Football has moved on from those days of course, when the fixture list threw up games in quick succession with few opportunities to recover from the day before.

There would often be three games played over Easter; one on the Friday, the Saturday and another on the Monday. On Sunday mornings there would invariably be a light training session as well.

That doesn’t happen anymore and the present schedules at least allow for some rest and recovery in between matches. Despite the protests in the modern game about over-playing, this was the normal in those days but everyone agreed that things had to change; hence the concept of the under-age academies, the under-21s and then the under-23 reserve league.

Back to the present though and there are a lot of managers who are in favour of adopting the Spanish system of having club ‘B’ sides playing as first teams in the lower divisions as opposed to the under-age restrictions of the academies.

The likes of Real Madrid, Betis, Sevilla et al have ‘B’ sides who play in the second division of La Liga against the first- teams of their divisional opponents, thus ensuring that the youngsters get full competitive experience against regular club sides and the chance to prove themselves in the senior divisions as opposed to the academy leagues.

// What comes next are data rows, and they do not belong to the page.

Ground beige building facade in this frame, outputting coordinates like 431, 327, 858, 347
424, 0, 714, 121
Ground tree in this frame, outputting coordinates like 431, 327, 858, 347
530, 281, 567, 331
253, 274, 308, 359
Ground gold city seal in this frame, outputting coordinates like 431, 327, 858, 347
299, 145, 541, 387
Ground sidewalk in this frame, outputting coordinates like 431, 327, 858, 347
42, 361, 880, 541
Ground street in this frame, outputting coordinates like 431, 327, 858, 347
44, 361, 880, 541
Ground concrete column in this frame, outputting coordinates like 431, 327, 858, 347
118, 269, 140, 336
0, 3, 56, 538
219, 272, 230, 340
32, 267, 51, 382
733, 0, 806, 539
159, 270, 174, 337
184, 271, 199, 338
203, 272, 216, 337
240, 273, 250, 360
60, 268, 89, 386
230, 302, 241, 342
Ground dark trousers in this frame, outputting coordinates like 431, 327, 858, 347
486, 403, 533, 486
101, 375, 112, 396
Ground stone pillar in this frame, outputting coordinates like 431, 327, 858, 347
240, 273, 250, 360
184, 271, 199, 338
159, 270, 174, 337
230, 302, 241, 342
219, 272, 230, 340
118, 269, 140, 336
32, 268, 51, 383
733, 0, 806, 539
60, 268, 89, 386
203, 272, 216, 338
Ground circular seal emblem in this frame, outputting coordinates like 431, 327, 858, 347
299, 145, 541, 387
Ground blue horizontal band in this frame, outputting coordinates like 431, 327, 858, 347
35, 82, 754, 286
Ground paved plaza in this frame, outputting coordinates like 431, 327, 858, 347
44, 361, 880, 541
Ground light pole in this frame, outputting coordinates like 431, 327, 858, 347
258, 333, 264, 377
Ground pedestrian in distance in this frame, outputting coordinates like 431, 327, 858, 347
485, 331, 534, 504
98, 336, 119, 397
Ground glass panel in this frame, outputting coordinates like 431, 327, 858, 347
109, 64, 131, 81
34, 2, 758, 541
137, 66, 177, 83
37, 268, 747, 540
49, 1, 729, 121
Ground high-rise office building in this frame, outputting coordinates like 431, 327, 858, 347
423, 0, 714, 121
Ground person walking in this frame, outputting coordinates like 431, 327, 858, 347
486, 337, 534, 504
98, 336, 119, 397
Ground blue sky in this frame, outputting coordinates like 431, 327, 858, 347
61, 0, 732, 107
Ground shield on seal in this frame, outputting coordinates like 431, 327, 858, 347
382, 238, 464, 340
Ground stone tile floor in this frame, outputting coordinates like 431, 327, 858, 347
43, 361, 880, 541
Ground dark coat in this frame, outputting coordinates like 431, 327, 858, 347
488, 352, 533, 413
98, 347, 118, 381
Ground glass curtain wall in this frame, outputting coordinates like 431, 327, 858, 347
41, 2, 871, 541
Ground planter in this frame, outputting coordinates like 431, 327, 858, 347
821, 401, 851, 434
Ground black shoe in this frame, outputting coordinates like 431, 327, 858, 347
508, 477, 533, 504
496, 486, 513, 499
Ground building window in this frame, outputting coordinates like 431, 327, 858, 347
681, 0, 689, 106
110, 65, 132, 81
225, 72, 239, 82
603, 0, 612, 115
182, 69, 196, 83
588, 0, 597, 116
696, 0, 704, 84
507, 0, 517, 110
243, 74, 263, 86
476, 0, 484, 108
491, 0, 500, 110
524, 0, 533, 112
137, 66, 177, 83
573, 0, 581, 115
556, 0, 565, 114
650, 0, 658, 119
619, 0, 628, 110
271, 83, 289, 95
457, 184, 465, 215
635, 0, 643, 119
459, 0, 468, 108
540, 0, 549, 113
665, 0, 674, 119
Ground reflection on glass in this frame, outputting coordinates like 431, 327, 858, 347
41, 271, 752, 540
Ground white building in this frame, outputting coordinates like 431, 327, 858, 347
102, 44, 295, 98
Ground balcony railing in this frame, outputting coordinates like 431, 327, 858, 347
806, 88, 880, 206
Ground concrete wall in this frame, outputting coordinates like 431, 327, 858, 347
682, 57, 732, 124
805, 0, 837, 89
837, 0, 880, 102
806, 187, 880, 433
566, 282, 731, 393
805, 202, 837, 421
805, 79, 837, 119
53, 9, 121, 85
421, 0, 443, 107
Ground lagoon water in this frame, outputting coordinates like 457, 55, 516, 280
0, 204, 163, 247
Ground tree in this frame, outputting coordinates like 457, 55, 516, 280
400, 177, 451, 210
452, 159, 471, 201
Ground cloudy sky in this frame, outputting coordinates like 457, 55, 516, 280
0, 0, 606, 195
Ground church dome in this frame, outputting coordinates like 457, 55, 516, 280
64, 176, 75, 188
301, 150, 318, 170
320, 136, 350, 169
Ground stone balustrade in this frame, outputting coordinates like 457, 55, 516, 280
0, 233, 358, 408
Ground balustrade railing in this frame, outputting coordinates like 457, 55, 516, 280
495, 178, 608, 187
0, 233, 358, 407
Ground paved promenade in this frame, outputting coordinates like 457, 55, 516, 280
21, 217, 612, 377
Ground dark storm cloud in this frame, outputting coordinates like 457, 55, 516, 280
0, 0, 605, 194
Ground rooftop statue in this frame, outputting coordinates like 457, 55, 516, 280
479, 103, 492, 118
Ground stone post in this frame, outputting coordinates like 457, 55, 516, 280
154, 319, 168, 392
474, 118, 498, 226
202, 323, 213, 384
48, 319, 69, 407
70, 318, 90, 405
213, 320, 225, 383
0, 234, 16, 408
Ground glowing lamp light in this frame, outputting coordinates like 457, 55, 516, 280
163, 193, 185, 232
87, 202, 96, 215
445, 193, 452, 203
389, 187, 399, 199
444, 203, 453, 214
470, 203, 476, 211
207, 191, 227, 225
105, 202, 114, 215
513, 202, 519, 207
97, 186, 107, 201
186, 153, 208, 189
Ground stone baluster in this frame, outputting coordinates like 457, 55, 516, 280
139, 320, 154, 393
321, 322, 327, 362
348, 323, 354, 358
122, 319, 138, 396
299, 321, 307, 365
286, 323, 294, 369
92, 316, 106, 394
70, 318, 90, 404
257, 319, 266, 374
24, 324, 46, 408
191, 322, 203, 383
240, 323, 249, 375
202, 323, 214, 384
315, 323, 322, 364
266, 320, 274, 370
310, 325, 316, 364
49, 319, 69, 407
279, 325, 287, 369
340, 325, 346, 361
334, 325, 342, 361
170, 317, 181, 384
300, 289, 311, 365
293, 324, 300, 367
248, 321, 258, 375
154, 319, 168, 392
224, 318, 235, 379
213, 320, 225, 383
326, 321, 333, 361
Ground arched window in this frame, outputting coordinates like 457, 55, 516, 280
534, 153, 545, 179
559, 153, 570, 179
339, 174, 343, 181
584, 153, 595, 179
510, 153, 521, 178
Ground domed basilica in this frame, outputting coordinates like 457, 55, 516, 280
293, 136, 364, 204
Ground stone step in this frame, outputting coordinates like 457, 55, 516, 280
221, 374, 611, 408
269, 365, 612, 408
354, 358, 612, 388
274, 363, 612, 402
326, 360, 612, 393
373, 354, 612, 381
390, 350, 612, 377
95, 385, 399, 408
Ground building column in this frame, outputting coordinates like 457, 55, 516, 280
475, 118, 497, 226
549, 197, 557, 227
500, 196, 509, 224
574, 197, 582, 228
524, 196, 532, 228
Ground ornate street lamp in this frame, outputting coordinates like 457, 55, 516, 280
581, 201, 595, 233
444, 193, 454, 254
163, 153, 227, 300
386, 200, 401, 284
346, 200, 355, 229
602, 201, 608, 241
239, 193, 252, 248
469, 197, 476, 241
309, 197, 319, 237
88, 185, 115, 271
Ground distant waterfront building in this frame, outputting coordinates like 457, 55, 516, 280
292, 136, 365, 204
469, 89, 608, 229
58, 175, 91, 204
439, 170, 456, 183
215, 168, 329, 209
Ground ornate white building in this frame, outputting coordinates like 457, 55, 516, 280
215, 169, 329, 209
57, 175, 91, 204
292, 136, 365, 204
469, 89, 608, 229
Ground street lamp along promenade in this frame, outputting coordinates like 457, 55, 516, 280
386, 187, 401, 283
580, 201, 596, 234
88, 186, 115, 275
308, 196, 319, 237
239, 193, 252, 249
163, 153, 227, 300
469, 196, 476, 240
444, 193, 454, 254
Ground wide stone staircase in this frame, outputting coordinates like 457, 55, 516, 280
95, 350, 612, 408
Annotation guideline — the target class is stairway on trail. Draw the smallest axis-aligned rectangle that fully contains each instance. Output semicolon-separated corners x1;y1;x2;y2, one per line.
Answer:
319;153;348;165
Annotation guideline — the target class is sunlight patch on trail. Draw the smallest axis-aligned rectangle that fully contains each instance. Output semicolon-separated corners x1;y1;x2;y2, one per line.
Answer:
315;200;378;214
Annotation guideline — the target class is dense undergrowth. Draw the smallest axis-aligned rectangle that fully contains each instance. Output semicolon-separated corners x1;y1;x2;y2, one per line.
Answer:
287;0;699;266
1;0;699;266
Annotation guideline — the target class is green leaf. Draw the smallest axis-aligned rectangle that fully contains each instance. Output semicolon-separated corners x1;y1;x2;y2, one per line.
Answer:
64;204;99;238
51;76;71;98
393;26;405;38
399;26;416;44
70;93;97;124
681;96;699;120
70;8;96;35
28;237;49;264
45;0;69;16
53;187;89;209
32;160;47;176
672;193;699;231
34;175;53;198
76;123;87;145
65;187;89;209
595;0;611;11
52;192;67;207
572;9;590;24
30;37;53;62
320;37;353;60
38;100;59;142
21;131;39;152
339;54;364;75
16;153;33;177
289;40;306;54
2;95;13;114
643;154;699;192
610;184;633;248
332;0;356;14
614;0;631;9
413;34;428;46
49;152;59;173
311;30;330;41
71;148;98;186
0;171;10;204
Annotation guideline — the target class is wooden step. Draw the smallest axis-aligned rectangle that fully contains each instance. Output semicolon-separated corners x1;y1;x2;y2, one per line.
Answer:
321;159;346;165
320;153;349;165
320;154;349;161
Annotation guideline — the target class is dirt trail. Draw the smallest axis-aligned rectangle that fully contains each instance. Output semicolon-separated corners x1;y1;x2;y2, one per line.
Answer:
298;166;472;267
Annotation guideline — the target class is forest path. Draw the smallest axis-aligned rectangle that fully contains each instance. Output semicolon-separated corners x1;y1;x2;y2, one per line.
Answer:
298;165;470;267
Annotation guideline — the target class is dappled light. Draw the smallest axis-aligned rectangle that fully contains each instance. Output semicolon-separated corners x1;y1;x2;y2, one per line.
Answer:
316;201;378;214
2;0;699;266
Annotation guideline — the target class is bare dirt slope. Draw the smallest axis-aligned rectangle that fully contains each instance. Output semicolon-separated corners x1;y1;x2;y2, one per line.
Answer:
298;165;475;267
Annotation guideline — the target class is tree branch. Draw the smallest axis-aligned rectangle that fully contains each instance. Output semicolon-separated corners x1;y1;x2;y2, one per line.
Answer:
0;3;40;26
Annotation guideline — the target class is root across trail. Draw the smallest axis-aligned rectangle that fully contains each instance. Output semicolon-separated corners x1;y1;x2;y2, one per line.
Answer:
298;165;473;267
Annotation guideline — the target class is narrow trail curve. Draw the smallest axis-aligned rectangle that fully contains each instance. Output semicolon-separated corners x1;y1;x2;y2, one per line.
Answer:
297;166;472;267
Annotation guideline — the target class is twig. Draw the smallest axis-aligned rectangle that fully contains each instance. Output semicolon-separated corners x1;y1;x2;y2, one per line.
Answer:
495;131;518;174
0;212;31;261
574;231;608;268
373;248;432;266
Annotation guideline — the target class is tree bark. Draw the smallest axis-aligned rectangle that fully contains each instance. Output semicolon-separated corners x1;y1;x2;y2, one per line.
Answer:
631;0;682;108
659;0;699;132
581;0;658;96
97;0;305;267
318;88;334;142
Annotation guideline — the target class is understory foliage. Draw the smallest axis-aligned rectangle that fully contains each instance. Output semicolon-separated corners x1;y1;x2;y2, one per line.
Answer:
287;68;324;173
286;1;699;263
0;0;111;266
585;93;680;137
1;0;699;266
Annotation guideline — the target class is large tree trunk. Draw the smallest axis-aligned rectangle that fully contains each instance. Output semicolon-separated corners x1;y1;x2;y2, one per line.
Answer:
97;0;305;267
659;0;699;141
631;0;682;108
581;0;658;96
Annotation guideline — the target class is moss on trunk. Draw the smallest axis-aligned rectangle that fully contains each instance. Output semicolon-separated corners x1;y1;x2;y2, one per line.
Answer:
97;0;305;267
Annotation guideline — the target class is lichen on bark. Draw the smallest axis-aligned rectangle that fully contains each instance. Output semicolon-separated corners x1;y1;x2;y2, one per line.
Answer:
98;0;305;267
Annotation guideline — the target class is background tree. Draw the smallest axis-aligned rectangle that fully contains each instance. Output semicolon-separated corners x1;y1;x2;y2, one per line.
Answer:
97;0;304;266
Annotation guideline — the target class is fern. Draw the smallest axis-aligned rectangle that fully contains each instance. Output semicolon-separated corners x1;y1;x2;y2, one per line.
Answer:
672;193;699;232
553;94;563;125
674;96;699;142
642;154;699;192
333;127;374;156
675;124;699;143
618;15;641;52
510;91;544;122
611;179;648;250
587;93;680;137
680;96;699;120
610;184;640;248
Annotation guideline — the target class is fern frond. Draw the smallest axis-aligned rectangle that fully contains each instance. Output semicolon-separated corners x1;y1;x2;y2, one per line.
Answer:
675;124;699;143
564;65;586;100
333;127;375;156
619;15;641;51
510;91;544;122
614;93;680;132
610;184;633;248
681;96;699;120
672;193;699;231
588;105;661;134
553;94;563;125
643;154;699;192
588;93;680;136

The argument in support of the successful model used by the leading Spanish clubs is simply that players are developing so much younger nowadays than they used to.

Coaches are taking the view that at 16 – 18 years of age (or younger in many cases) these players should be playing regular first-team football and the feeling is that they just won’t get the competitive experience they need to play at higher levels if all their football is governed by the limits placed by the academies.

West Ham United v SV Werder Bremen - Betway Cup Photo by Tony Marshall/Getty Images

The ‘B’ team route via sides like Real Madrid Castilla, Betis 'B', Villlareal 'B' etc. is therefore seen as the preferred option for promising youngsters to gain valuable and regular first team experience.

Although clubs in England’s Premier League 2 are allowed to field an over-age goalkeeper and up to three outfield players, this still doesn’t address the issue of gaining experience by playing alongside and against more-seasoned professionals.

Reserve team football as such still exists outwith the Premier League; but at the moment the only option for clubs like West Ham United is to send younger players out on loan to clubs in the lower divisions, or overseas in the case of Reece Oxford in order to gain experience of competitive first team football.

It can be a huge jump from the under-age sides into the harsh world of the Premier League so the expression 'competitive first team football' becomes key to the whole argument.

David Gold has already stated that he would love to see more youngsters in West Ham United’s first team. Perhaps the system needs to be overhauled before that day finally comes.